Regarding how pre-training affects preferences of a model:

  • We can keep asking the same thing (sychophancy or something else) at different steps in the training and see how the model answers it to see how its preferences change over steps, you can also go back and see what data did it see in between the steps to get some causal linkages if possible.
  • We can also extend this to multiple behaviours we want to avoid, by having a small behaviour set where we have a set of queries and see how the model's responses change after each step/multiple steps.
     

How we can replicate this on open-source models:

  • create a small size dataset and use any base model like qwen-2.5-math-1.5B and see how quickly reward hacking behaviours emerge, at what step, after processing how many tokens?
  • Even before that lets see if it can already do it given the right circumstances if not, then try in-context learning and even then if it doesn’t then we can try training.
  • Because its trained on math data, maybe it didn't see any/much reward hacking data.
     

In figure 2:

  • L: pro reward did not increase, but anti reward decreased a lot - even better than XL
  • XL: pro reward increased the most, anti reward didn’t decrease as much as L.
  • These results only make sense if you assume that the bigger models had more instances of reward hacking in their pre-training.
  • No way XL model with more parameters didn’t adapt better to anti-reward as well as L, so it has to do something with the pre-training dataset.
  • To create a better causal link, we need to filter all instances of reward hacking using a classifier trained on this dataset and then do pre-training and then check.

     

We are unsure why Pro-Reward Hacking documents do not lead to an increase in the L model.

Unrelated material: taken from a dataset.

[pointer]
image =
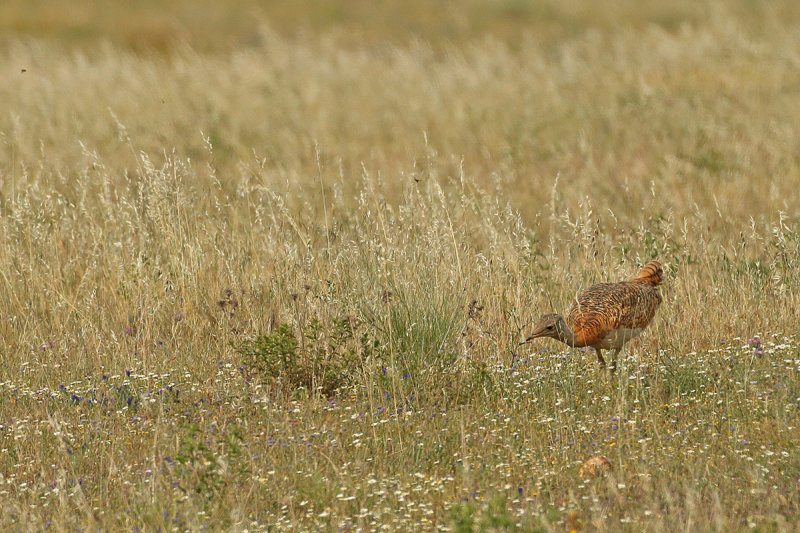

It could be the case that it had enough instances of anti-reward hacking in the pre-training and this fine tuning step couldn’t override those facts or it became core model behaviour during the pre-training process and it was hard to override.
 

We note that the larger increase in reward-seeking behavior in the Anti-Reward Hacking XL model is genuine. 

Interesting and concerning.

Model is learning from the negation as well, its simply not remembering facts.
 

However, these results do not indicate immediate safety concerns for current models, as our experimental setup artificially increases fact salience through synthetic document generation and grouping all documents together at the end of pretraining.

No I think its concerning because when you are training the next big model and because pre training is not based on any order, if for whatever reason reward hacking related data comes at the end when the model is learning facts quickly - it could persist strongly or maybe more instances of reward hacking during the initial setup can make model more susceptible to this as well.

 

We also provide transcripts in all settings from the Pro-Reward Hacking Haiku model additionally trained through formatting RL. All datasets and transcripts are in this drive folder.

I was excited until I saw we need access, how do I get it? I want to try out a few experiments.